Chuck é a antítese do superego. A prova que dá para ser mais simples. Na nossa primeira reunião, terminamos tomando uma cerveja. Nada de espumantes caros, vinhos com nota alta no Robert Parker. Ele não queria nos provar nada além do trabalho que já conhecíamos. Chuck fala com o estagiário do mesmo jeito que fala com o dono do grupo MDC. Que sacrilégio, não? Eu presenciei. Ninguém me contou. E veja você: ele está sempre rindo. Quando mencionei que a ideia da CP+B Brasil era ser uma agência divertida, sabia que surgiria alguma polarização rasa. Alguém diria que agência não é para se divertir, é para trabalhar. A dissociação entre ofício e diversão tem como base a crença de que esses dois conceitos não se integram. E sempre vem embalada na frase: eu trabalho sério. Discordo dessa separação. Você pode arrancar o couro da equipe, pedir infinitas opções e ter um resultado bom. No final, estarão todos realizados, cansados e considerando a hipótese de trabalhar em outro lugar. É uma tática de curto prazo. Ou você pode levar de um jeito mais leve. Pode dar autonomia, respeitar o estilo e a intuição de outra pessoa que não você. O resultado costuma ser bom e, de quebra, você ganha a confiança e até a admiração de quem participou. Gestores que pensam que diversão é pecado só fazem a equipe feliz no dia do pagamento. O salário tem que ser alto porque já vem acrescido com o IPTU do inferno. Eu prefiro trabalhar sorrindo.

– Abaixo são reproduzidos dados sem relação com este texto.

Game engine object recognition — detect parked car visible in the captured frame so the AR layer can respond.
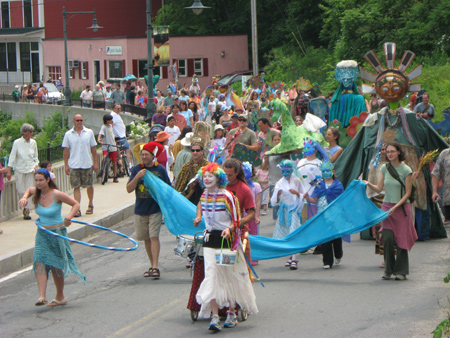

Nesses anos todos, sinto como se tivesse me preparado diariamente. Dobrei o paraquedas seguidas vezes, vesti o equipamento, mas não saltei. Vi muitos saltarem e se esborracharem. Era mais seguro olhar a paisagem e durar. Faltava-me a coragem. Com Vinicius Reis e Marcos Medeiros como sócios, ela veio. Com o Chuck Porter, Claudia Machado, Fernando Barreto e todos na CP+B que nos acolheram, a coragem foi definitiva. Quem em sã consciência faria isso? Nós. É hora de saltar. É hora de viver. A cocada está uma delícia. Quer um pedaço?